Esta migración ha implicado que los dueños de automotores deban invertir en equipos que permitan la adopción de este carburante. Ese costo, explica Alexis Ortiz, ingeniero mecánico y experto en gasolinas, podría alcanzar los $ 900 en el mercado. No obstante, cree que muchos prefieren gastar por las ventajas que representa a corto y mediano plazo. El primer efecto es el ahorro.

INVERSIÓN. Migrar a este combustible implica hacer inversiones en nuevos equipos. Instalarlos en los carros demanda entre $ 600 y $ 900.

Un taxista que normalmente recorre 270 kilómetros durante un día requiere tanquear su carro a un costo de $ 25, hacerlo con GLP, dice René Juca, gerente de la cooperativa de taxis 4 de Abril, significa que el chofer tenga que sacar de su bolsillo apenas $ 8. En su empresa, cuenta, el 80 % de sus 525 socios ya ha migrado a este nuevo combustible.

Pero no solo se accede a un producto más barato, sino a uno de mejor calidad. Ortiz señala que “su rendimiento, con relación a la gasolina, es de un 20 % más, pues la calidad del GLP llega a equipararse al de una súper o a una gasolina de más de 90 octanos”, dice.

Pero lo que representa un alivio para los taxistas, no lo es para el Estado. Una mayor demanda      implica que el Estado deba desembolsar también mayores recursos en los subsidios que destina al GLP, aun cuando su política de los últimos años ha sido eliminar progresivamente esa cobertura.

“Hay que tener en cuenta, que para recorrer la misma distancia de un galón de gasolina se requieren dos kilos de GLP. Un kilo más o menos está subsidiado en 0,85. Eso quiere decir, que por cada galón que migra, los taxistas están usando 2 kilos de GLP y eso le estaría costando al Estado en subsidio $ 1,70”, explica Erazo.

Tras la liberación del precio de la súper en el 2018 (su valor empezó a fluctuar según el costo del petróleo y a dejar estar cubierto por una contribución estatal), dice Ortiz, el país logró evitar el contrabando que existía con el combustible; no obstante, dice, poco se previó el efecto que podría tener esta migración. “Vemos que hay más demanda de extra, ecopaís y ahora GLP, combustibles que se siguen subsidiando. El efecto final, la matemática final, es que el Estado sigue gastando dinero en subsidios”. Ayuda que, aclara, hace que los taxistas tengan un precio especial para ellos, muy por encima al que recibe la industria.

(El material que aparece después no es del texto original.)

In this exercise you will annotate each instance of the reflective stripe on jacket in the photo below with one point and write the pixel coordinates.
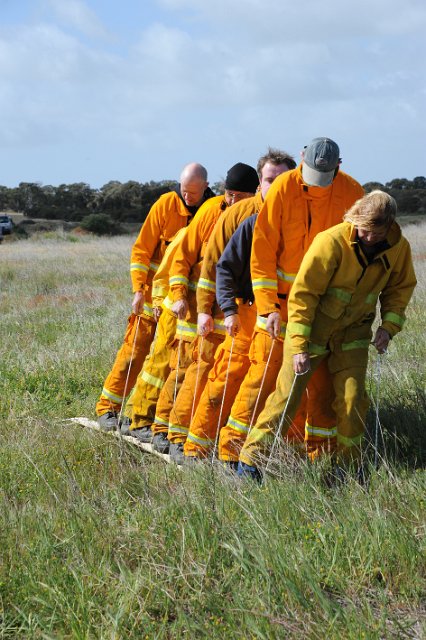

Del consumo total de GLP que tiene el país, el Gobierno debe importar el 80 %. Este generalmente va a la demanda de los hogares, para la industria y para el sector automotor. Si se observan sus precios, en terminal, se tiene que el costo del kilogramo más costoso es el que utiliza el sector productivo, pues este vale $ 1,15, muy distante al que ya pagan los taxis ($ 0,18) y el doméstico ($ 0,10).

Para Ortiz, hace falta que el Gobierno trabaje en una política clara de la matriz energética que no solo sopese la prioridad que está dando en la entrega de algunos subsidios, sino que permita aprovechar de mejor manera los recursos que existen. “Si utilizáramos mejor el gas natural, si supiéramos aprovechar el gas natural, tendríamos la oportunidad de convertir ese gas, que sale de los mecheros en todos los pozos petroleros, y explotarlo de mejor manera en varios usos, así el nivel de importación no sería tan alto”.